Seshru verstand sofort. »Fin-Kedinn. Sie ist Fin-Kedinns Kind.«
»Das seines Bruders.«
Einen Augenblick herrschte Stille. Dann drehte ihm die Natternschamanin den Rücken zu, setzte sich hin und blickte auf den See, während sich die glatten Schlangenleiber in ihrem Schoß umeinander wanden.
»Das Kind seines Bruders«, sagte sie tonlos. »Natürlich. Er kümmert sich um das Kind seines Bruders.«
Torak konnte es nicht ertragen, dass sie von Renn sprach.
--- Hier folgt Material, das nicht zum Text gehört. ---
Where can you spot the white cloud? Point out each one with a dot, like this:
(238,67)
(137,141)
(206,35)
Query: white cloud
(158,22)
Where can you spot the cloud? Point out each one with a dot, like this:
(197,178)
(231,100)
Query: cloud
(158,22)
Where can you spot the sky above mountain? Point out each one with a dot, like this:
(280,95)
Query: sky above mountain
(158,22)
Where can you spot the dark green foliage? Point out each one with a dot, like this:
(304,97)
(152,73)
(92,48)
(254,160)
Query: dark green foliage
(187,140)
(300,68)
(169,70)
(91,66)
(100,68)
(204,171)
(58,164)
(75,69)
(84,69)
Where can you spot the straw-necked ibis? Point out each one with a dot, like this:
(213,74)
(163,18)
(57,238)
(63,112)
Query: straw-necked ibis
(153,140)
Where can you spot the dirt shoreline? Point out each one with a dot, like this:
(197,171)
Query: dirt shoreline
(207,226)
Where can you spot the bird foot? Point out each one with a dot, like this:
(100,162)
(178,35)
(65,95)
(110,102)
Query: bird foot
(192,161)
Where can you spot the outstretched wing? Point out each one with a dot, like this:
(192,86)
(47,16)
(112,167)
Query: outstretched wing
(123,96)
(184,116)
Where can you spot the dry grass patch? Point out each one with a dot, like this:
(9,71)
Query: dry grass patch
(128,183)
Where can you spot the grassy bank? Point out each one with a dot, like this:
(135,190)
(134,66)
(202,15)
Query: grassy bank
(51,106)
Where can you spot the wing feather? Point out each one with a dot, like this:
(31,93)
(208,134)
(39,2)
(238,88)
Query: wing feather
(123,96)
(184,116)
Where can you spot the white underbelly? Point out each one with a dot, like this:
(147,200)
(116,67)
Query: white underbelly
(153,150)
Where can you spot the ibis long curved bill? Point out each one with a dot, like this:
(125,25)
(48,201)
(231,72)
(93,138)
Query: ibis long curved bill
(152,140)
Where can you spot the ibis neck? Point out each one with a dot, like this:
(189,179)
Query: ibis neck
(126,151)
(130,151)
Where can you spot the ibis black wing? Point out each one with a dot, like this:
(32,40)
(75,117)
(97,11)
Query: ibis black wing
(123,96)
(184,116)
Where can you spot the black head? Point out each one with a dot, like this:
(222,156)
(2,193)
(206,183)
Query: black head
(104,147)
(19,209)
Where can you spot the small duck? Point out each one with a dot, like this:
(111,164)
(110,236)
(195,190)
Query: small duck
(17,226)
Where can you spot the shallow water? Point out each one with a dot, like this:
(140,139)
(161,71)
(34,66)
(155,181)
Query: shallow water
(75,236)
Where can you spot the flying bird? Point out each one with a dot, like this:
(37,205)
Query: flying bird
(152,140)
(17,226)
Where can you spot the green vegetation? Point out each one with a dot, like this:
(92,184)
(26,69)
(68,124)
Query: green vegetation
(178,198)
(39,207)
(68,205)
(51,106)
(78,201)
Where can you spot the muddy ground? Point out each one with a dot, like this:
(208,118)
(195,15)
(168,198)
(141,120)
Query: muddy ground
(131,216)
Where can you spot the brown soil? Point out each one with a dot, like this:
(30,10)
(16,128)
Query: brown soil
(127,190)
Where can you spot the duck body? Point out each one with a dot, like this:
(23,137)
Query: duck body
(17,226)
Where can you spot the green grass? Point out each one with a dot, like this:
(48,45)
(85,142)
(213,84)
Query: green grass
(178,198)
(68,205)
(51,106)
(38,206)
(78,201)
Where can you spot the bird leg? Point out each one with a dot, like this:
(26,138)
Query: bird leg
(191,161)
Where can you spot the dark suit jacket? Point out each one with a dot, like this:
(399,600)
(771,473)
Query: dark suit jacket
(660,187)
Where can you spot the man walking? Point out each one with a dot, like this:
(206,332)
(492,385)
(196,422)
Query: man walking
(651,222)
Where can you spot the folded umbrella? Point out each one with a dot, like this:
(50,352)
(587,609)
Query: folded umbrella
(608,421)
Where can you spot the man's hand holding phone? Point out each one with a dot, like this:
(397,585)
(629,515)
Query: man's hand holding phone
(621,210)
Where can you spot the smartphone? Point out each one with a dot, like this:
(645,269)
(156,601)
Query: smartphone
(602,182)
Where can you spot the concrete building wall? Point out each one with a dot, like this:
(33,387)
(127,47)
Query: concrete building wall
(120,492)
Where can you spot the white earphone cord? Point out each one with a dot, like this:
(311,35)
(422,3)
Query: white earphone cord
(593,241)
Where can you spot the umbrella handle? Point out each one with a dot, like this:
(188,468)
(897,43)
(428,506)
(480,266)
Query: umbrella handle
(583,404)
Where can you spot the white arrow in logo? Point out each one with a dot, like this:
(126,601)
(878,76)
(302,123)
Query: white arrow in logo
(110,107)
Aber Renn ist weit weg, sagte er sich. Renn ist in Sicherheit.
»Nein.« Seshru drehte sich wieder um. »Sie ist hier auf dem See. Ich habe sie in einem Boot gesehen, ein großer Junge mit gelbem Haar begleitet sie. Aber diese beiden können dir jetzt auch nicht mehr helfen.«
Sagte sie die Wahrheit? Suchten Renn und Bale nach ihm oder war das nur eine ihrer Lügen.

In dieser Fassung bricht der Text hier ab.